Depositions begin May 9 in the lawsuit, filed Dec. 28, 1998, in Rutherford County (Tenn.) Circuit Court. The suit seeks unspecified damages against "John Does, 1-50."
PhyCor has received court approval to seek information from such national e-mail providers as America Online, Microsoft's MSN Hotmail and Physicians Online. The court also allowed PhyCor to seek the names of posters from local online services based in Arkansas, Michigan, Pennsylvania and Texas.
PhyCor says it may reveal the posters' names and drop the lawsuit, depending on the information it obtains.
Three states investigate Pediatrix. At least three states are investigating Pediatrix Medical Group, two of them focusing on possible violations in the company's billing practices.
Pediatrix announced April 5 that Arizona and Colorado were looking into its billing practices. Florida also is investigating the company.
Patti Urias, spokeswoman for the Arizona attorney general, says department policy precludes her from confirming or denying investigations. Ken Lane, spokesman for the Colorado attorney general, says his state is in the "preliminary stages" of a Medicaid billing investigation.
Meanwhile, Mark Schlein, director of Florida's Medicaid Fraud Unit, says his agency is in the early stages of investigating Pediatrix. He would not disclose the nature of the investigation.
Word of the probes sent Pediatrix shares down by nearly half on April 6 to $14.50 from $26 the previous day.

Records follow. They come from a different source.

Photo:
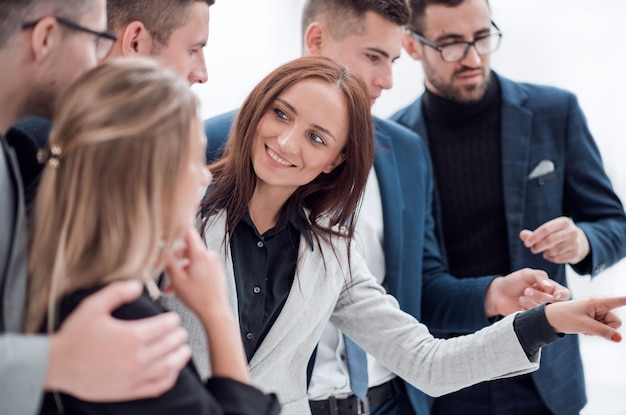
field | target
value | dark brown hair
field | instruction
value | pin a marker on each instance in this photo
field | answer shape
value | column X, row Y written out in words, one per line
column 418, row 10
column 344, row 17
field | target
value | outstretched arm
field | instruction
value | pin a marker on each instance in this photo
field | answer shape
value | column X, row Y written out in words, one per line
column 99, row 358
column 592, row 316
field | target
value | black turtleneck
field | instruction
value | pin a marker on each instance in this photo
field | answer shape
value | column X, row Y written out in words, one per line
column 465, row 146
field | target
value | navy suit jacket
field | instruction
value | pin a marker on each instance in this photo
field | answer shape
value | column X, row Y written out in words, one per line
column 415, row 273
column 544, row 123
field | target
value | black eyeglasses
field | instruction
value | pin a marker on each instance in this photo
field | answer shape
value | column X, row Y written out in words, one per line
column 104, row 40
column 456, row 51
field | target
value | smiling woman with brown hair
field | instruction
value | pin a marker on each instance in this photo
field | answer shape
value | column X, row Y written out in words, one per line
column 282, row 211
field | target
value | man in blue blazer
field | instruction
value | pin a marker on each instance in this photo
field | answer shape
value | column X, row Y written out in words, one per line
column 519, row 183
column 396, row 227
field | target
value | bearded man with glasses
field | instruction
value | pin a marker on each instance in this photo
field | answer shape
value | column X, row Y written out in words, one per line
column 44, row 46
column 519, row 183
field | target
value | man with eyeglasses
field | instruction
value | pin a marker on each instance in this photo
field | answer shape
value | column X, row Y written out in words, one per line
column 44, row 46
column 519, row 183
column 174, row 33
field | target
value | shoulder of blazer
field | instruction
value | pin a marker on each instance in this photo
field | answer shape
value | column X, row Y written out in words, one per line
column 533, row 96
column 217, row 130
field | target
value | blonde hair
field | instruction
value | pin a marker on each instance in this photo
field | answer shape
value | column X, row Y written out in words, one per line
column 105, row 211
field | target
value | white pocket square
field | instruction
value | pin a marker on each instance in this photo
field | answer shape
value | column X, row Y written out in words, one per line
column 544, row 168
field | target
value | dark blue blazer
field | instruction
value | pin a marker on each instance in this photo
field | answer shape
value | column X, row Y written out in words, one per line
column 415, row 273
column 545, row 123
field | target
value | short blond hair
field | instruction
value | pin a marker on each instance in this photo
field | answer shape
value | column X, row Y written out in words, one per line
column 105, row 212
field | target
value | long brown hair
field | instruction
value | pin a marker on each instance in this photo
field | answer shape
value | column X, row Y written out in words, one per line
column 120, row 141
column 331, row 199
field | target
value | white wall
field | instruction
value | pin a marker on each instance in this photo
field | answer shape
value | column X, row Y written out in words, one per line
column 574, row 44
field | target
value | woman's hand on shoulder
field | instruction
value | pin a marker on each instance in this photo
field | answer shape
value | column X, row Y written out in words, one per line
column 196, row 276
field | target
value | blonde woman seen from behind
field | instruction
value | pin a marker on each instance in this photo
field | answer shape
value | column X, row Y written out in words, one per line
column 117, row 201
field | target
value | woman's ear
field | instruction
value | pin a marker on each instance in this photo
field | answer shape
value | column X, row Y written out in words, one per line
column 412, row 46
column 135, row 40
column 314, row 38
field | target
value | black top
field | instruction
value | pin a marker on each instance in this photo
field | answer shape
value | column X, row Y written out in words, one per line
column 188, row 396
column 264, row 268
column 465, row 147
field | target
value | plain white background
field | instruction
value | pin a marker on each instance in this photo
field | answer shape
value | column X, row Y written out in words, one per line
column 573, row 44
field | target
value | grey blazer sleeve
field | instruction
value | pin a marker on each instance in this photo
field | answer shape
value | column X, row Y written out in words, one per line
column 435, row 366
column 23, row 366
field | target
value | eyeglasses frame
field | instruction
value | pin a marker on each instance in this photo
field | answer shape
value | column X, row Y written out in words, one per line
column 427, row 42
column 74, row 26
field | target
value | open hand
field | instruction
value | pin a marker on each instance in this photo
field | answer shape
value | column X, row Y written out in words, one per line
column 522, row 290
column 592, row 316
column 560, row 241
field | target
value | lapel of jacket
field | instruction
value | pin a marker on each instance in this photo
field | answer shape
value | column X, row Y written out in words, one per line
column 516, row 138
column 15, row 277
column 385, row 167
column 414, row 119
column 214, row 239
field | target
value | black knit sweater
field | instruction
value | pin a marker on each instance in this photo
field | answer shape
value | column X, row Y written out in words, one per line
column 465, row 146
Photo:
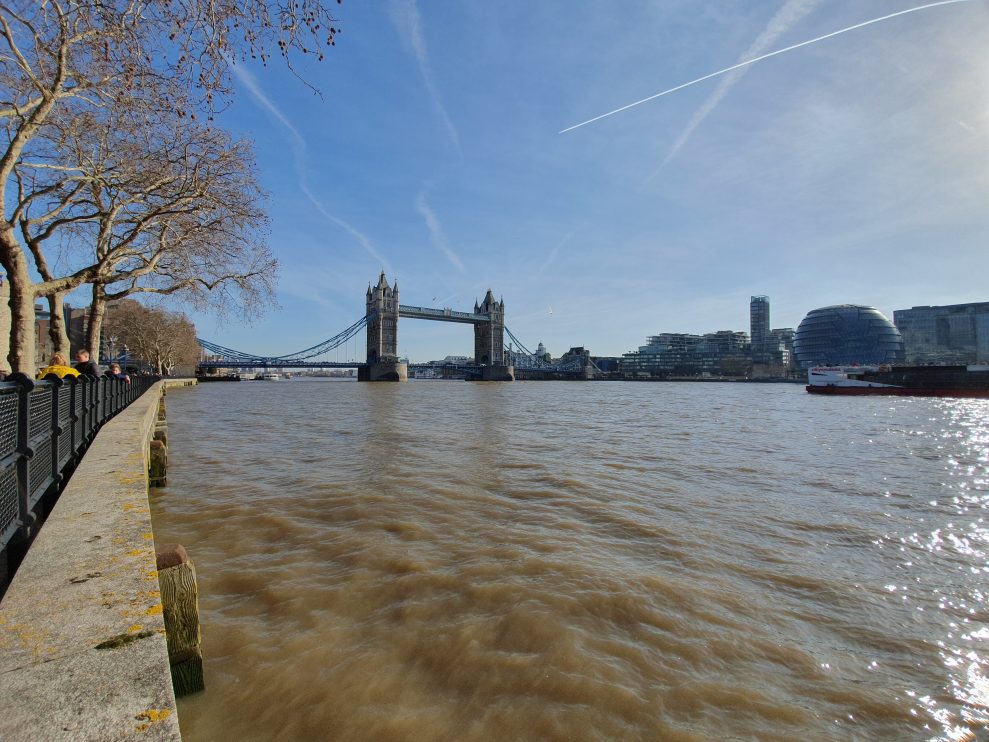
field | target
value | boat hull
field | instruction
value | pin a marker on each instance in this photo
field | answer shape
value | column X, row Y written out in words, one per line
column 893, row 391
column 901, row 381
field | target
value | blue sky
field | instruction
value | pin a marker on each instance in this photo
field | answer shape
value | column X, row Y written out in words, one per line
column 852, row 170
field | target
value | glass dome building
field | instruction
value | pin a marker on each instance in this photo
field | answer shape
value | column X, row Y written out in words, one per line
column 846, row 334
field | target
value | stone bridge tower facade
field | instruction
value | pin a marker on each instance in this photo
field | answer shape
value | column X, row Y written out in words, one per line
column 489, row 337
column 382, row 333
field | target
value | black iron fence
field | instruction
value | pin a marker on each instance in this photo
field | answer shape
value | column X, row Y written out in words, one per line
column 45, row 427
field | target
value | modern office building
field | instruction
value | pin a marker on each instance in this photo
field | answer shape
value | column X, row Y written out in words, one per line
column 759, row 327
column 846, row 334
column 682, row 354
column 772, row 348
column 956, row 333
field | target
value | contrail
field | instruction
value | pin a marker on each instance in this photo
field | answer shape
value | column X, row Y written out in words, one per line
column 761, row 57
column 300, row 150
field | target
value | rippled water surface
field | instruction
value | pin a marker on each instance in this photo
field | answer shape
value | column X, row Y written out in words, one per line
column 581, row 561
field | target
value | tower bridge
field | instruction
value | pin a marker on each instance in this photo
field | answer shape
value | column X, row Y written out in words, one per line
column 492, row 360
column 383, row 310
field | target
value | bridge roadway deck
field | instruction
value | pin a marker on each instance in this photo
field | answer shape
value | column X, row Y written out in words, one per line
column 442, row 315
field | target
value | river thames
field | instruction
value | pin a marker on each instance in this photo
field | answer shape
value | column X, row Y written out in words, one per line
column 444, row 560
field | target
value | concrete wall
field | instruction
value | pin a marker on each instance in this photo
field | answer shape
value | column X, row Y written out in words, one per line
column 82, row 639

Hospitalist opposition. A coalition of 23 specialty organizations, led by the Washington-based American College of Physicians-American Society of Internal Medicine, last month urged all managed-care organizations to oppose mandatory hospitalist programs.
Such programs require a patient's regular physician to transfer patient-care responsibilities to a hospital-based physician when the patient enters a hospital. Managed-care companies in Florida, Maryland, Missouri and Texas have established mandatory hospitalist programs, according to the ACP-ASIM.
"Mandatory hospitalist programs are bad public policy, just as they are bad for individual patients," the organizations wrote in a letter mailed last month to leading managed-care companies.
RICO charges. A former enrollee late last month slapped United HealthCare of Nebraska with a class-action racketeering lawsuit.
A U.S. Supreme Court decision in January allowed racketeering lawsuits to be brought against health plans that previously were protected under the federal Employee Retirement Income Security Act (see story on page 18).
Plaintiff Lisa Rae Wineinger charged the insurer with inflating enrollees' copayments and misleading consumers about how copayment amounts are determined.
United HealthCare requires enrollees to make percentage copayments based on healthcare providers' charges. According to the complaint filed in U.S. District Court in Omaha, Neb., the copayments are based on an inflated amount because the HMO negotiates discounted rates with providers.
"We can't comment on the specifics of the case, but we don't feel it has any merit," says Phil Soucheray, a national spokesman for United HealthCare Corp. The plan's parent company was not named in the suit.